Themen

Archiv

Prämiensparen bei der Sparkasse: Sparvertrag mit Prämienstaffel für 20 Jahre kann erst nach 20 Jahren gekündigt werden

| von

Titelbild: Ein Sparschwein steht zwischen Münzen.

Sparkasse Nürnberg kann Prämiensparverträge mit einer Laufzeit von 20 Jahren nicht vorzeitig kündigen

Nachdem unsere Kanzlei bereits erfolgreich beim Oberlandesgericht Nürnberg ein Verfahren geführt hat, wonach Sparverträge mit einer Vertragslaufzeit von 99 Jahren nicht vorzeitig gekündigt werden können, konnten wir nunmehr das erste Urteil eines Oberlandesgerichtes zugunsten eines Sparers erstreiten, dem zwar eine Sparprämie für 20 Jahre zugesagt worden war, der Sparvertrag aber dennoch vorzeitig gekündigt wurde.

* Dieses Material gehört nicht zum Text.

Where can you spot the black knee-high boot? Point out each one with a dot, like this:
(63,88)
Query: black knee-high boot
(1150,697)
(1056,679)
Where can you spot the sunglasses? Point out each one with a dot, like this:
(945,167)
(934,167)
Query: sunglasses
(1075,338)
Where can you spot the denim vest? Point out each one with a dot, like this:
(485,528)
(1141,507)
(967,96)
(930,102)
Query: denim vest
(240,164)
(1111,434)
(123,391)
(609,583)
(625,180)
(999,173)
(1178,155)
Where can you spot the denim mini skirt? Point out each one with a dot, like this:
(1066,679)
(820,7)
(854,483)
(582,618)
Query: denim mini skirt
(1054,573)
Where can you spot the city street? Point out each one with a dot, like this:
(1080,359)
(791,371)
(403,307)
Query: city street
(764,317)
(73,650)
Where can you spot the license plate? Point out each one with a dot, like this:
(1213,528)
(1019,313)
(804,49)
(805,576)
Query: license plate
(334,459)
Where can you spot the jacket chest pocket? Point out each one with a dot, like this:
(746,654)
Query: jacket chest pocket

Foto: Rechtsanwalt Dr. Erik Besold (FRIES Rechtsanwälte, Nürnberg)
RA Dr. Erik Besold

Im vom Oberlandesgericht Nürnberg entschiedenen Fall hatte unser Mandant im Jahr 2001 einen Sparvertrag mit der Sparkasse Nürnberg abgeschlossen, bei dem die Sparkasse Nürnberg eine vom 3.-14. Sparjahr ansteigende Sparprämie gewährt hatte. Für das 15.-20. Sparjahr hatte man eine Prämie von jeweils 50 % der jährlichen Sparbeiträge versprochen. Gleichwohl hat die Sparkasse Nürnberg den Sparvertrag im Jahr 2019 gekündigt, was dazu führen würde, dass unser Mandant die Sparprämie eben nicht für die vollen 20 Jahre erhält. Die Sparkasse Nürnberg hat die Kündigung auf ein Urteil des Bundesgerichtshofes vom 14.05.2019, Az. XI ZR 345/18 gestützt. In diesem Urteil hatte sich der Bundesgerichtshof aber mit einem Sparvertrag zu befassen, wo die Sparprämie nur für 15 Jahre versprochen worden war.

Nachdem wir den Rechtsstreit in der ersten Instanz vor dem Landgericht Nürnberg-Fürth noch verloren hatten, hat das Oberlandesgericht Nürnberg mit Urteil vom 29.03.2022, Az. 14 U 3259/20 die vorzeitige Kündigung für unzulässig erklärt. Das Oberlandesgericht Nürnberg folgt dabei unserer Argumentation, wonach ein Sparer die Prämienstaffel nur so auslegen könne, dass eine Kündigung in diesem Zeitraum durch die Sparkasse nicht möglich ist. Ansonsten könnte die Sparkasse den Anspruch auf die lukrative Sparprämie, die sich der Sparer durch seine jahrelange Vertragstreue gesichert hat, torpedieren.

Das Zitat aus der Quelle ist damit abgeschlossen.